Semiconduttori, dalla crisi l'esigenza di una autonomia produttiva europea

Semiconduttori, dalla crisi l'esigenza di una autonomia produttiva europea
23-09-2021

Quello automobilistico è uno dei settori centrali dell’economia europea e, allo stesso tempo, uno di quelli che nel prossimo futuro attraverseranno i cambiamenti più profondi, a causa della sostituzione delle auto tradizionali con quelle elettriche e/o ibride. 

Anche per questo motivo forte è la preoccupazione di governi e grandi imprese per la carenza dei semiconduttori che sono e saranno sempre di più tra i componenti base dell'automotive. Basti pensare che, come ha sottolineato il commissario europeo al mercato interno, Thierry Breton, determineranno tra non molto il 35% del prezzo dei veicoli intelligenti

Già dallo scorso inverno gran parte delle case automobilistiche, da Stellantis a Volkswagen, a causa della scarsità di microchip, hanno dovuto rallentare la produzione e alcune si sono trovate costrette a chiudere intere catene di montaggio.

Ma la mancanza di microchip, composti da materiali semiconduttori, ha naturalmente colpito anche molti altri settori hi tech, come quello degli smartphone, delle console di videogiochi, dei computer, delle stampanti.
 
Ed è proprio il massiccio uso quotidiano di questi device alla base della crisi che stiamo attraversando. In occasione della pandemia le aziende produttrici di microcircuiti avevano previsto un calo della domanda mondiale, dovuta alle chiusure imposte dai governi, e invece questa è aumentata, spinta proprio dallo smart working e dal maggior tempo trascorso in casa.  Lo squilibrio tra domanda e offerta ha portato, quindi, oltre alla carenza dei prodotti anche a un aumento dei prezzi, come sempre succede in questi casi.
 
La responsabilità, però, non è tutta del Covid. L’aspetto rilevante è che anche fattori geo-politici in prospettiva si stanno rivelando anche più importanti, perché strutturali.

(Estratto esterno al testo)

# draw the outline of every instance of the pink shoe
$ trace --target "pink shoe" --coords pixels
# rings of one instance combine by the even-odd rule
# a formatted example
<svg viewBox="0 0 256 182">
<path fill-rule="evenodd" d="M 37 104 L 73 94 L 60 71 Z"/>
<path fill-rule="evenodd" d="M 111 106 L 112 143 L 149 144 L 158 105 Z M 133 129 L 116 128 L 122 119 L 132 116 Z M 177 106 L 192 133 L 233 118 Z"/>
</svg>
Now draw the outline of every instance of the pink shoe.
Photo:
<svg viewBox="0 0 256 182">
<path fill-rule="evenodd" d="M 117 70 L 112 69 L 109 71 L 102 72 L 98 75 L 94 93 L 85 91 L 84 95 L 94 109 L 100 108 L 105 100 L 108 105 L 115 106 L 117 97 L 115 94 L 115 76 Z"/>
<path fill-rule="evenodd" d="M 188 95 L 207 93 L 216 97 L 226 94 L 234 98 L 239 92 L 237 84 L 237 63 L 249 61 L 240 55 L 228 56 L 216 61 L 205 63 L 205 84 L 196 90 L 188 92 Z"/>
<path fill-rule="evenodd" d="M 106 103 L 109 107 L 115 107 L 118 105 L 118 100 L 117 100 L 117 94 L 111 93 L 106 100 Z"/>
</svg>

Il peso della guerra commerciale Usa-Cina
Attualmente è in Asia che si produce la grandissima maggioranza dei microchip. Il 60% a Taiwan, il 19% in Corea del Sud e il 6 % in Cina. Questo grazie agli ingentissimi investimenti pubblici che negli ultimi decenni che avevano l'obiettivo (raggiunto) di raggiungere la leadership mondiale. 

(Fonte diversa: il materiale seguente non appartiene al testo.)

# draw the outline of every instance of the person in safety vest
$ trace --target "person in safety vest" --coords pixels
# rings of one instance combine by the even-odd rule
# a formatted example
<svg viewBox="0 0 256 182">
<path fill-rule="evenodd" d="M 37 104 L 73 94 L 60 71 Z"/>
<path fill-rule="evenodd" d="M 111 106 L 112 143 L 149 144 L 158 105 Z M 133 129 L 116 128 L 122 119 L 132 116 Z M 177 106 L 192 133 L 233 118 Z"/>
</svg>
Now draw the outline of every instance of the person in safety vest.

Di fronte a questa offensiva industriale l'Europa si è fatta trovare impreparata al punto che la sua quota di mercato mondiale nel settore dei microchip è calata dal 22% di fine anni ’90 al 9% odierno. Il 9% di una torta molto più grande, certamente, ma a crescere enormemente è stata anche la richiesta di tali componenti, che non viene soddisfatta dalla produzione europea. 

Questi squilibri geografici non sono secondari: il fatto che la produzione sia concentrata nel continente asiatico rende decisivi i porti cinesi e quelli degli altri Paesi vicini. Negli ultimi mesi, sempre per motivi legati alla pandemia e alla ripresa delle attività, molte fabbriche hanno lavorato a ritmi superiori alle loro capacità per tentare, senza tuttavia riuscirci, di soddisfare la domanda. Questo ha provocato congestionamenti logistici che hanno ritardato le spedizioni dei mirochip.

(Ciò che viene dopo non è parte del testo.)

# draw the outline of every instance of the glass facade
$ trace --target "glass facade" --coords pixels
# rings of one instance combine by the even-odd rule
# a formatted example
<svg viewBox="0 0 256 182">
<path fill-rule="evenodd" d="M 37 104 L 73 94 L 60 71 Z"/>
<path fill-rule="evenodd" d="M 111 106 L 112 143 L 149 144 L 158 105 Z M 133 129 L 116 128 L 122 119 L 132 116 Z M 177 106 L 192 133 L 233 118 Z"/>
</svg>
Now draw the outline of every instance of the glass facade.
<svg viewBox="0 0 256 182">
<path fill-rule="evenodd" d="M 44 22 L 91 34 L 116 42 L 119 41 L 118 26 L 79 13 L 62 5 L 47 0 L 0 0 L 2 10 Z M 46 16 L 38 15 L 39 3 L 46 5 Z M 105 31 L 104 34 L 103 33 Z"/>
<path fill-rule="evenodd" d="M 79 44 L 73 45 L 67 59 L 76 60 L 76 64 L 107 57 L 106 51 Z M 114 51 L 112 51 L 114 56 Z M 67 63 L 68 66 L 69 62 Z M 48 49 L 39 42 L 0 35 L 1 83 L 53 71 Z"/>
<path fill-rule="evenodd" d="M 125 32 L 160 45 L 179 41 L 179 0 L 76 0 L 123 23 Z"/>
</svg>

Come se non bastasse ha avuto un peso anche la guerra commerciale tra Usa e Cina: il bando alle esportazioni di tecnologia americana (come i software) utile a Pechino per la produzione anche di semiconduttori ha prodotto un accaparramento preventivo di materiale da parte delle aziende cinesi (come Huawei) e, allo stesso tempo, danni economici a molti dei loro fornitori. 

La lotta per la supremazia tra Stati Uniti e Cina e la dipendenza dai porti dell’Asia non sono elementi  destinati a essere risolti a breve ed è per questo che la Ue punta a diventare il più possibile autonoma: l'obiettivo è risalire entro il 2030 a una quota di mercato mondiale del 20%, più del doppio di quella attuale. Per riuscirci l’Unione Europea dovrà cambiare paradigma rispetto agli ultimi 30 anni: sarà necessario investire denaro pubblico - Intel ha già chiesto 8 miliardi di euro per installare uno stabilimento in Europa -, realizzare una politica industriale con un forte intervento statale e, in un certo senso, rinnegare, almeno parzialmente, quella globalizzazione che ha sempre sostenuto.